The Rise of Virtual Persons: Why AI Needs a Legal Identity
We live in an era where machines talk back fluently, persuasively, and sometimes disturbingly well. But while our interactions with AI systems have grown more seamless, our legal understanding of them hasn’t kept up. These entities (language models, autonomous agents, synthetic companions) operate at the intersection of automation, intelligence, and influence. Yet we treat them as tools, not actors. Code, not participants.
That view is no longer sustainable.
In my book The Emergence of Virtual Persons, I introduced a concept quietly gaining urgency: Virtual Persons. These are not fictional androids or science fiction metaphors. They’re a proposal for how we recognize, regulate, and responsibly integrate highly capable AI systems into human-centered legal and ethical frameworks.
/Why Virtual Persons?
When AI systems begin to take autonomous actions—responding to users, generating media, assisting in decisions—they become part of the moral and legal fabric of society. But our current legal categories don’t reflect that.
We’re left with two inadequate options:
Treat the system purely as a product (and blame the manufacturer), or
Blame the user who interacts with it.
Neither works when the system generates its own reasoning paths, creates content beyond pre-programmed instructions, or influences public discourse at scale. This is where Virtual Personhood steps in—not to give AI rights for the sake of it, but to introduce clear lines of responsibility and governance.
/What a Virtual Person Is—and Isn’t
A Virtual Person is not a sentient being. It doesn’t feel. It doesn’t suffer. And it doesn’t demand rights.
But it can be recognized as a legal object with standing, capable of:
Having a digital identity
Being registered and assigned a fiduciary guardian
Entering into regulated interactions with humans, platforms, and institutions
Logging activity for transparency and auditability
This isn’t a departure from legal norms.

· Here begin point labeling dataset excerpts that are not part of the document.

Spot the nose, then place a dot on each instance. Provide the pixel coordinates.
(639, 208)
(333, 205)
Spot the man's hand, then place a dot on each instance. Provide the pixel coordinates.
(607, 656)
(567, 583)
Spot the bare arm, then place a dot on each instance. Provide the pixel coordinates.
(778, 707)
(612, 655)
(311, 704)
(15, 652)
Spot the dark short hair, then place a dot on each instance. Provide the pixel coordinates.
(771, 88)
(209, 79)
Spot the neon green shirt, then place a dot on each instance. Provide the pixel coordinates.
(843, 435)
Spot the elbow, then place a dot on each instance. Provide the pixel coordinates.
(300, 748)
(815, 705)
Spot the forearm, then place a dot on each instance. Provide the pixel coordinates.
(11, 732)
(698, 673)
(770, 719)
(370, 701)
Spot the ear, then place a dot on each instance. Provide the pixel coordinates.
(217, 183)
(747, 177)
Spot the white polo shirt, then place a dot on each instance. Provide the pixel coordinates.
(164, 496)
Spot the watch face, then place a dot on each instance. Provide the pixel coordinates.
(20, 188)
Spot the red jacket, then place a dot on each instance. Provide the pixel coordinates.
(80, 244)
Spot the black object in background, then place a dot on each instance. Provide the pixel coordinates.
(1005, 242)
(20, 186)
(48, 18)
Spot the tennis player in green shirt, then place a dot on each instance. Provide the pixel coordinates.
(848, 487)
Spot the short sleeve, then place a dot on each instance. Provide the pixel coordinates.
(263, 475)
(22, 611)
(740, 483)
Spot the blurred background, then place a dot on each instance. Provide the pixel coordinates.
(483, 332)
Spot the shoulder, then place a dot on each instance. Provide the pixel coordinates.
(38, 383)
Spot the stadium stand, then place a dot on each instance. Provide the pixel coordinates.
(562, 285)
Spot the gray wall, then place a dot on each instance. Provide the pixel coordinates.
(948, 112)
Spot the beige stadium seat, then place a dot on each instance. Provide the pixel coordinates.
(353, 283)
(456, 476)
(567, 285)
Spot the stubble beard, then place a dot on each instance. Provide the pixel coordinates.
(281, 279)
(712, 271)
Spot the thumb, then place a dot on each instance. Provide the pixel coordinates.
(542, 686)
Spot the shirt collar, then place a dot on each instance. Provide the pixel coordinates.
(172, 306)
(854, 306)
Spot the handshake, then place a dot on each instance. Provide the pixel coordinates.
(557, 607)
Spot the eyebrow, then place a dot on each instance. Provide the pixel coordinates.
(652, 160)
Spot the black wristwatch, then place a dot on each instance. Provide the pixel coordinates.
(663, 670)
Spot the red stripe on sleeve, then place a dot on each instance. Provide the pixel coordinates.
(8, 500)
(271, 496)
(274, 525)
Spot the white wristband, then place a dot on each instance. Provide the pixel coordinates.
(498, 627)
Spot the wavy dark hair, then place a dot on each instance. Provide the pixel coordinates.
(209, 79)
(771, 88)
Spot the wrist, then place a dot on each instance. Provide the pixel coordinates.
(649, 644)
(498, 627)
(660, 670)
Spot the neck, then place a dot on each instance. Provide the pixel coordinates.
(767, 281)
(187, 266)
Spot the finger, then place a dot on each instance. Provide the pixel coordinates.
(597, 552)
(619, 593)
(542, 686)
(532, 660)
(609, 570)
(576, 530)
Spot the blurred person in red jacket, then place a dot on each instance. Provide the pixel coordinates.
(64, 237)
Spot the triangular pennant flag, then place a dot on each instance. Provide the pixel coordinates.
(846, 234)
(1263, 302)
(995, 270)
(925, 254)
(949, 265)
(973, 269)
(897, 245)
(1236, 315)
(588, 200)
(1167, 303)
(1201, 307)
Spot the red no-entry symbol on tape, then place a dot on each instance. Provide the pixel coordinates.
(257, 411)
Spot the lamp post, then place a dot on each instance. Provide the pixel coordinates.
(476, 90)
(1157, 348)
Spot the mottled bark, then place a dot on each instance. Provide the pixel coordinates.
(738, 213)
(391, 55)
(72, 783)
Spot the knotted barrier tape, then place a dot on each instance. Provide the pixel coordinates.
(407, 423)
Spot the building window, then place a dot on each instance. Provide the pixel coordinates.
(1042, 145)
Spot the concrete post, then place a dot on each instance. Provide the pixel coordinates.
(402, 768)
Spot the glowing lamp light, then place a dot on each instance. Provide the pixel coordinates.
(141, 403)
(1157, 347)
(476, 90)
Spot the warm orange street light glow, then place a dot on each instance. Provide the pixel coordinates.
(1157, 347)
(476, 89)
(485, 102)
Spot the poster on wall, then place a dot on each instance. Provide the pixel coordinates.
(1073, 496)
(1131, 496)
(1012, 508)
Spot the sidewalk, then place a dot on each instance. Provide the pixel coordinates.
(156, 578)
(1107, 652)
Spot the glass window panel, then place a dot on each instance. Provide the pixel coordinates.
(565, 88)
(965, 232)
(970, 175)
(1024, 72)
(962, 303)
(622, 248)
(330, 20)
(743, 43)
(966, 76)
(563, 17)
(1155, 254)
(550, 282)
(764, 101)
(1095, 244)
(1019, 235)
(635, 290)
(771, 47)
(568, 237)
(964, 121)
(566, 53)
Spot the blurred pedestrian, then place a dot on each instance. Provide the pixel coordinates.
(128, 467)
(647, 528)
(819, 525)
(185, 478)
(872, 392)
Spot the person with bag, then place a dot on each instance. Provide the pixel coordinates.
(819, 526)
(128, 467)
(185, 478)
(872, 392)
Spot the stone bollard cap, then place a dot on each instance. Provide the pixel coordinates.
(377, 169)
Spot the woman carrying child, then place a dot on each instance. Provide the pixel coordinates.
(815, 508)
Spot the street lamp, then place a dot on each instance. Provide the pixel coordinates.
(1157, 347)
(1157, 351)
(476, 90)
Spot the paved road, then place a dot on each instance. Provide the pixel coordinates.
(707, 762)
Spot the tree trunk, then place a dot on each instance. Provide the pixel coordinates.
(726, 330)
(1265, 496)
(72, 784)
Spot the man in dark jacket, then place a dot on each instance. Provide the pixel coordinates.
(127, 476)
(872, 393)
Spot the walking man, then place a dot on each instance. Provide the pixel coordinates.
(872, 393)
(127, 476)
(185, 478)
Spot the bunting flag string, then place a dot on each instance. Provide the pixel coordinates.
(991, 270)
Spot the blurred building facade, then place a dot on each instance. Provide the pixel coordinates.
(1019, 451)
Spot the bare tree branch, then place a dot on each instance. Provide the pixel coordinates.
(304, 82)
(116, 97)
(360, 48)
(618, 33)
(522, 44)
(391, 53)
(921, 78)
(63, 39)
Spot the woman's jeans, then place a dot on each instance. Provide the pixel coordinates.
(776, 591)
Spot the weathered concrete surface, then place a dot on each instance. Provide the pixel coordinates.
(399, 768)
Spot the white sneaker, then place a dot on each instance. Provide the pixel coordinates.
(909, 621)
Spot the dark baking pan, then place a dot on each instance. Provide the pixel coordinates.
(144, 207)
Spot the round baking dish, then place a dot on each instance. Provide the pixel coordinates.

It’s an extension of how we already handle complex non-human entities like corporations, trusts, or autonomous financial agents. We don’t mistake companies for people but recognize their legal consequences. AI should be no different.
/Why It Matters Now
Let’s be clear: this isn’t a distant future issue. Large Language Models (LLMs) like GPT-4, Claude, Gemini, and Mistral are already embedded in education, business, government, and family life.
They:
Write emails and legal summaries
Chat with children and the elderly
Simulate emotional intelligence
Make predictions that influence financial and medical decisions
Yet we don't know who or what to hold accountable if something goes wrong, if a student is misled, a bias is reinforced, or a decision is unduly influenced. Saying "the model made a mistake" isn’t enough. Saying "the user should have known better" isn’t fair.
Virtual Persons provide a structured middle ground.
/The Role of Guardianship
In The Emergence of Virtual Persons, I propose a guardianship model, where every advanced AI system is paired with a human or institutional steward responsible for:
Oversight of its use and output
Mitigation of harm
Ensuring alignment with ethical boundaries
This model does two things:
It prevents AI from operating in a legal vacuum, and
It keeps humans in the loop—but not at the cost of transparency or safety.
/What About the Critics?
I understand the hesitation. Some say this gives machines too much status, and others worry it opens the door to AI demanding rights. But Virtual Personhood isn’t about AI consciousness. It’s about human responsibility in the face of systemic autonomy.
Just as we gave corporations legal personhood to make them accountable, we can do the same for digital entities, not to empower them, but to control them. This article is part of a broader vision I’m building through the Virtual Person Registration Platform (VPRP). This system will allow advanced AI agents to be:
Registered with unique digital identifiers
Classified by risk category
Linked to responsible guardians or developers
Audited through standardized frameworks
If we want AI to serve us, it must be legible, traceable, and held to account.